STASIS, review, обзорWhat, I feel, a lot of people expected from STASIS was something close to what good old Sanitarium was going for – a psychological horror point and click adventure with isometric view and a nice mix of pre-rendered and real-time elements. But with a more sci-fi horror twist to it all. It looked good, they got fantastic Mark Morgan (Fallout, Planescape: Torment, recent Wasteland 2 among other projects) to write music for the game and they did make some great looking pre-rendered backgrounds. On top of that, there is an intriguing universe and a story that fits just a perfect balance between disgusting and spooky at first, creating a certain sense of dread that not a lot of games manage to do. There’s a bunch of backstory text scattered around the game and the protagonist is given a lot of nice sound detail – a lot of his grunts, breathing and other occasional things are recorded and nicely used to make him feel alive and vulnerable.

STASIS, review, обзор

But then, things start to slowly fall apart. Story becomes more and more reminiscent of Dead Space. And by that, I mean it starts to feel like a cheap Dead Space rip off. Some environmental things, background concepts, level design and character design and roles seem to be just “borrowed” from Dead Space without much thought given to how to implement it well within STASIS. Voice acting often times feels awkwardly amateurish, with some even non AI characters even seemingly voiced by text to speech. Cinematography and animations also don’t look very good most of the time. And the gameplay is just… Not great.

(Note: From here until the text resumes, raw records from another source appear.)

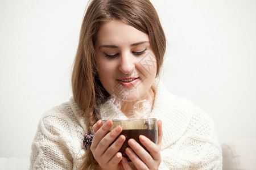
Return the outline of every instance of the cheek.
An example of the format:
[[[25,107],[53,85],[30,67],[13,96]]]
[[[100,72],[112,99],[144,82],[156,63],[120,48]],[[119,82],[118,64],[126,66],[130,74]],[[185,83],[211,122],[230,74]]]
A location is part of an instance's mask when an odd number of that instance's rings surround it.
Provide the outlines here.
[[[138,63],[137,68],[145,78],[155,78],[157,72],[157,64],[155,57],[148,54]]]

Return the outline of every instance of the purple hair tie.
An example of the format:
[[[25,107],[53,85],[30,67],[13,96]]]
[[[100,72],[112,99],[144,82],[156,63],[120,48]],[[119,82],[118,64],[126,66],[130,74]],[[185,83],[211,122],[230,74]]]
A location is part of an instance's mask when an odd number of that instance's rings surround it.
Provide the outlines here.
[[[93,133],[93,132],[92,132],[91,133],[86,133],[84,135],[84,141],[82,143],[86,150],[87,150],[87,148],[88,148],[89,145],[92,143],[92,139],[93,139],[94,137],[94,134]]]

Now, point and click adventures always had potential issues in how they are built, trying to find just the right balance between the talking, puzzle solving, walking around, inventory management and other elements. And STASIS doesn’t really find that balance after the introductory parts. Things will feel very linear, areas extremely short, puzzles “just there” and even though a lot of things required from you being mostly logical, they never feel “natural”. The amount of detail given to the environments is just missing from gameplay design.

And when the game was coming to a closure the only thing I felt was light disappointment. Because for all the good sound design and environments and some of the nice ideas STASIS has, it felt so… unnecessary. So derivative of other games and stories, so amateurish in it’s own storytelling and game design, so not really worth the time spent. So did the game deliver? It was alright. I guess.

P.S. The creators announced a free game in the same universe called CAYNE.